Tout d'abord, un constat partagé tout à la fois par Claude Pigement, délégué national du PS à la Santé, et Claude Evin, ancien ministre de la Santé : à la lumière du déficit annoncé de l'assurance-maladie, estimé par Claude Pigement à 30 milliards d'euros sur trois ans, (la réalité pourrait encore être plus cruelle), la preuve est aujourd'hui faite que " le système a montré ses carences et ses limites ", et qu'" il ne faut plus avoir peur de le bousculer ". Et même si Claude Evin reconnaît qu'en la matière les socialistes n'ont pas toujours fait preuve de l'audace à laquelle ils appellent aujourd'hui, il est temps, en matière de panier de soins, " d'abandonner la vision comptable et de mettre sur pied un panier de soins fondé sur l'utilité médicale ", seul moyen selon eux, d'aboutir à " une maîtrise médicalisée des dépenses de santé ".

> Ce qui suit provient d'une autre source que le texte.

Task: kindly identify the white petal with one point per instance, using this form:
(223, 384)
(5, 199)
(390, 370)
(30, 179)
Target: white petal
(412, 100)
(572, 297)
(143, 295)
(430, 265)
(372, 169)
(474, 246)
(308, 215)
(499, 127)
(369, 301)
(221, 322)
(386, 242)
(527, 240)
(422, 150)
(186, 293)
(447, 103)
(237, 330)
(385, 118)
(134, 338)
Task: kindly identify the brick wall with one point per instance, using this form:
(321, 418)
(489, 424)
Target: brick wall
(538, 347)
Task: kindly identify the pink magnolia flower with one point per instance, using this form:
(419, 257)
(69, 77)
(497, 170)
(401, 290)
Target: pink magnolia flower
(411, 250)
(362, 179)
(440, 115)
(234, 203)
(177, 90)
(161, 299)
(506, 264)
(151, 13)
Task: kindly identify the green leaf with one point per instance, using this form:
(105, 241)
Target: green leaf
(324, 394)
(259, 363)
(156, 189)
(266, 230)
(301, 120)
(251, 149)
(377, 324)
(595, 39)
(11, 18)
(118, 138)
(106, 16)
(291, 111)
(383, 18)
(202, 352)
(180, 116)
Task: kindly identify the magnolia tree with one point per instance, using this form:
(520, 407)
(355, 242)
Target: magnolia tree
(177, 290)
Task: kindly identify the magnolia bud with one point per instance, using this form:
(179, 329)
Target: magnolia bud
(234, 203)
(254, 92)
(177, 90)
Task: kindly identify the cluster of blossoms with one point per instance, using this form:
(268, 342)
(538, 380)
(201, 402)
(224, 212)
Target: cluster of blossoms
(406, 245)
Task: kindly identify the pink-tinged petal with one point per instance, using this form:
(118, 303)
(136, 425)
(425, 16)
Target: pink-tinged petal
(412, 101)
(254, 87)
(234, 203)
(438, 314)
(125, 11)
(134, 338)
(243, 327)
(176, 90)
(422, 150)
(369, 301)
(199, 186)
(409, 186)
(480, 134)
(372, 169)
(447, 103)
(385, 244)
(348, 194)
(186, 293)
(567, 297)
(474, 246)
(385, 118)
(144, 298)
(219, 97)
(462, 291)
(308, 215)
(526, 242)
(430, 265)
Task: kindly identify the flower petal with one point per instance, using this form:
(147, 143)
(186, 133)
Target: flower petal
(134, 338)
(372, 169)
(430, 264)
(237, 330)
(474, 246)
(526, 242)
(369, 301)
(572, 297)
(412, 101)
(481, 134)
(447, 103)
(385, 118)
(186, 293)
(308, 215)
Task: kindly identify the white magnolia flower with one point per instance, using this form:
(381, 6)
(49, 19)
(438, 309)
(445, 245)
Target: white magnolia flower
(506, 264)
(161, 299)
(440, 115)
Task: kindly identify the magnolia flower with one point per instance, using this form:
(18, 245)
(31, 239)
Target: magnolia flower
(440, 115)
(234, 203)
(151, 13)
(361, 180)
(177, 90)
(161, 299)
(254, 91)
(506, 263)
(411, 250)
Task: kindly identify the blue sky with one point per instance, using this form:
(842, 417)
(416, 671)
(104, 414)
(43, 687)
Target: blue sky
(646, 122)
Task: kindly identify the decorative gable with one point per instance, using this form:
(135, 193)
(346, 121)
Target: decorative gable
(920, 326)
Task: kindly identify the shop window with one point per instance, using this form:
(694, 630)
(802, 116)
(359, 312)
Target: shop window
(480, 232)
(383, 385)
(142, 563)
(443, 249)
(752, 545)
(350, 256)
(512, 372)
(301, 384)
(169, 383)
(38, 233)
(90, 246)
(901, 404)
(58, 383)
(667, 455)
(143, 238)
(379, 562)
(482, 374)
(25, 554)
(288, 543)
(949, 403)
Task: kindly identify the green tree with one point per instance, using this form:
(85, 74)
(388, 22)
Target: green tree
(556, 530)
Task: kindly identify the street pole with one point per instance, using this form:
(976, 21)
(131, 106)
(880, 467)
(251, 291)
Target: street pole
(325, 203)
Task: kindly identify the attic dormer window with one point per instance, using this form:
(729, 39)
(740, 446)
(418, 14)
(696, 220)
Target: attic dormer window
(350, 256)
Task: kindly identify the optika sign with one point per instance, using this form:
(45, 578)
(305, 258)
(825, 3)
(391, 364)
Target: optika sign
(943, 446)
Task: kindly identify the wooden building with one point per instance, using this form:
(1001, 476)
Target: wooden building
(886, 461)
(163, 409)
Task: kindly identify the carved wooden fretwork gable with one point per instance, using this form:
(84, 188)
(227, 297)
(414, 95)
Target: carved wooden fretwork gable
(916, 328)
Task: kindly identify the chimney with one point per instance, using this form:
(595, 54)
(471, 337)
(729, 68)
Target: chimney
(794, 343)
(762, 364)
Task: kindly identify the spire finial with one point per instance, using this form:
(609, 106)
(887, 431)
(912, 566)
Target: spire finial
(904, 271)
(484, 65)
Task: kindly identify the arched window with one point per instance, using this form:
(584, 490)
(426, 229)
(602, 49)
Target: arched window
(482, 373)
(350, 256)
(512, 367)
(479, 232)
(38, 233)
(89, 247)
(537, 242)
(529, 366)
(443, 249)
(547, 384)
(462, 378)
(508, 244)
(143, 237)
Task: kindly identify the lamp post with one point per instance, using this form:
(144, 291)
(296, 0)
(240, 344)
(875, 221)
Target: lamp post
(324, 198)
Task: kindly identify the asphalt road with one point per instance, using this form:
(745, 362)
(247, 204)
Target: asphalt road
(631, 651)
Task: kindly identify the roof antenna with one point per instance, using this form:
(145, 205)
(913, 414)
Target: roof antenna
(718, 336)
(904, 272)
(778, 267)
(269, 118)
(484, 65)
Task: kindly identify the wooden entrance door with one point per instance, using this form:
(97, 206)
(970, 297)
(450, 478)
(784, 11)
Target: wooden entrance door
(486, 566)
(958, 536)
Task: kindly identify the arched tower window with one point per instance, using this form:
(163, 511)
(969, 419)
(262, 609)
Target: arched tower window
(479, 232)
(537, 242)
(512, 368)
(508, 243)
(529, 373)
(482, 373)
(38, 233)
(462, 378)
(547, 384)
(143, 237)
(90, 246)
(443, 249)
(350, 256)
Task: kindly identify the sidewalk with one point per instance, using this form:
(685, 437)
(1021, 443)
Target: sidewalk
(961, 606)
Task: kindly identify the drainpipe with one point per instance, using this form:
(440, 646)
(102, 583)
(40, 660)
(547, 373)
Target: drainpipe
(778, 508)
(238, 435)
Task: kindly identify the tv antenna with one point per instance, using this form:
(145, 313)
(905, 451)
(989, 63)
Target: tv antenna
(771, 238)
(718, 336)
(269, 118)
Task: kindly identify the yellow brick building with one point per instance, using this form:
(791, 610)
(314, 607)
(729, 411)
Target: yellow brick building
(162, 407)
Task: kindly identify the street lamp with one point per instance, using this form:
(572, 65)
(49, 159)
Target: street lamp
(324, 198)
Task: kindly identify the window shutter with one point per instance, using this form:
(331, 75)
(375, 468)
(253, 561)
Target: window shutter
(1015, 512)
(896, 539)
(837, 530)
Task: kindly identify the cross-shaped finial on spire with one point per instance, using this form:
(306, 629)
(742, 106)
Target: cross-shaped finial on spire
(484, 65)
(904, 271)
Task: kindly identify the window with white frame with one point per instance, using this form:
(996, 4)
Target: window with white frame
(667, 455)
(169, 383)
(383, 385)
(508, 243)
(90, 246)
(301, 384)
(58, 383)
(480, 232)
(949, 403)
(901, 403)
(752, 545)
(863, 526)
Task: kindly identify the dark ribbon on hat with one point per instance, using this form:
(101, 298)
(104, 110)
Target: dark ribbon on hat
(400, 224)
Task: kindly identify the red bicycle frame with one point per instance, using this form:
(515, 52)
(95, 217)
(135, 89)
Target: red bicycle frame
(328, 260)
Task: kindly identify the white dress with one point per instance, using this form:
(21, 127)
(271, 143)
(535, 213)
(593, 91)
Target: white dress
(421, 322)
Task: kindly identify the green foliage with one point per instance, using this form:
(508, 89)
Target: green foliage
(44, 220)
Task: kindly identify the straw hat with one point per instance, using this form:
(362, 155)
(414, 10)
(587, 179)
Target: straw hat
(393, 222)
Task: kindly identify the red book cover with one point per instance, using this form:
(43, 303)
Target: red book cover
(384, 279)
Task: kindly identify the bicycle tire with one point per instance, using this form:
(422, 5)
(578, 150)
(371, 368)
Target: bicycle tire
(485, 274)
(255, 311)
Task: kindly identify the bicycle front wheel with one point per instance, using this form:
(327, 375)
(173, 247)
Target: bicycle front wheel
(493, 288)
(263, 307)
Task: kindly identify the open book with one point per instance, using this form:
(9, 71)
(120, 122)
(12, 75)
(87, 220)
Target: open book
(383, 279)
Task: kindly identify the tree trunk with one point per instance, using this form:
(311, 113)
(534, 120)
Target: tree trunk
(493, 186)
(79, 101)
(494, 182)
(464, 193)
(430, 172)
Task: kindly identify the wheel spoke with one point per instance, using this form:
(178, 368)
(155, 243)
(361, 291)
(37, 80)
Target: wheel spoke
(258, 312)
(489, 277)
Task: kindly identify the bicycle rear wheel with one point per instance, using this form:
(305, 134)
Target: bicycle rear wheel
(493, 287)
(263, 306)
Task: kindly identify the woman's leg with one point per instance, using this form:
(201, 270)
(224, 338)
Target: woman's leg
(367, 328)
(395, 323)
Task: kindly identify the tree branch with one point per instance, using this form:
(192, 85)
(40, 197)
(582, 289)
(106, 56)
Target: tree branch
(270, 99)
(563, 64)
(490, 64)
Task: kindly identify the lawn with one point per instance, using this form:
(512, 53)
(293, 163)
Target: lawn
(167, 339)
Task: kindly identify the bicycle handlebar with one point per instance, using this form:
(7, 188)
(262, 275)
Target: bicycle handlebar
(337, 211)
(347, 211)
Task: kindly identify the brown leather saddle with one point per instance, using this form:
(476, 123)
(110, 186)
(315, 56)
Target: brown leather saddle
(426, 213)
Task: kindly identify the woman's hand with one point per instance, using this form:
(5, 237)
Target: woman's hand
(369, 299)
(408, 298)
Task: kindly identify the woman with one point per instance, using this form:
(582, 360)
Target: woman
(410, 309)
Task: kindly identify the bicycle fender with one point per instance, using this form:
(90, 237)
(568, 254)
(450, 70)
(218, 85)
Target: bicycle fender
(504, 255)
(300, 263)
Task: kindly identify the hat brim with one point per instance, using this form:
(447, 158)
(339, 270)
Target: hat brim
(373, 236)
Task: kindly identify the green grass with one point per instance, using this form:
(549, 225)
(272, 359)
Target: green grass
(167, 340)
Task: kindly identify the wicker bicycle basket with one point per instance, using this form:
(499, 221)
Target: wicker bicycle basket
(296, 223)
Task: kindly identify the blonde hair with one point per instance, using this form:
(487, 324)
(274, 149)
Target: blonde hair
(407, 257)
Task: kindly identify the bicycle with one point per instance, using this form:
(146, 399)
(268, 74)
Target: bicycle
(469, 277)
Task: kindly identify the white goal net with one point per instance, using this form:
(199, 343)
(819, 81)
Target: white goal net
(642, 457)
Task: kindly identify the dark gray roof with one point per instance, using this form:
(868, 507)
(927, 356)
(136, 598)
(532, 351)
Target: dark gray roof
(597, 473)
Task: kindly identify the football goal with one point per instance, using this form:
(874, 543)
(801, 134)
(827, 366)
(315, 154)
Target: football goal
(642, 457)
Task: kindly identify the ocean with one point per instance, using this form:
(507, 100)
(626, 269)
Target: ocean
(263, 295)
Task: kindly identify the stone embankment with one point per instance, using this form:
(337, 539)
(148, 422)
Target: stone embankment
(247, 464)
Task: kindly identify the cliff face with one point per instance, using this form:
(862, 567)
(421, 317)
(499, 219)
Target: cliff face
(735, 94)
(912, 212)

Reste à savoir si la redéfinition du " panier de soins " suffirait à rééquilibrer les comptes de l'assurance-maladie. Le PS propose donc d'autres pistes de réflexion : tout d'abord, établir " les bases d'un contrat de droit et de devoir entre l'Etat et les professionnels de santé " ; mais il faudra bien aussi trouver de nouveaux financements et, toujours selon Claude Pigement, il sera difficile à l'actuelle majorité d'augmenter la cotisation sociale généralisée (CSG) ou d'allonger la durée de la CRDS (cotisation pour le remboursement de la dette sociale créée par Alain Juppé) ; de plus, le gouvernement ayant " les mains liées par toutes ses promesses de baisse des impôts ", il conviendrait, pour rééquilibrer les comptes, de " mettre en place une vraie politique de l'emploi qui seule permettra un financement pérenne de l'assurance-maladie, ainsi qu'une politique de réduction des gaspillages ".

 

Carence politique et administrative

 

A La Rochelle, il a aussi été question de la catastrophe sanitaire liée à la canicule, l'occasion pour Paulette Guinchard-Kunstler, ancienne secrétaire d'Etat de Lionel Jospin aux Personnes âgées de se montrer très critique envers François Fillon " qui n'est pas apparu dans la crise ". Paulette Guinchard-Kunstler souligna qu'il était bien commode pour le gouvernement de culpabiliser les familles plutôt que de remettre en cause ses méthodes de gestion de la crise et regretta le gel par l'actuel gouvernement d'un budget de 183 millions d'euros pour les maisons de retraite. Quant à Claude Pigement, il a répété que la politique du bouc émissaire n'était certes pas la bonne mais qu'il fallait reconnaître qu'il y avait eu " carence politique et administrative ". Le délégué national du PS à la Santé a posé deux questions à l'attention du gouvernement : " Pourquoi y a-t-il eu tant de morts alors que d'autres pays européens ont connu des températures identiques sinon plus élevées ? Le meilleur système de santé au monde a-t-il ou non failli ? ". Et de dénoncer pêle-mêle l'abandon de la maîtrise médicalisée des dépenses, la baisse du taux de remboursement de 617 médicaments utiles aux Français, la tentative du gouvernement de réduire l'aide médicale d'Etat et, enfin, les inégalités sociales françaises devant les questions de santé : " Selon le milieu social dont ils sont issus et la région où ils vivent, les Français peuvent voir leur espérance de vie varier de plus ou moins neuf ans ", a-t-il conclu.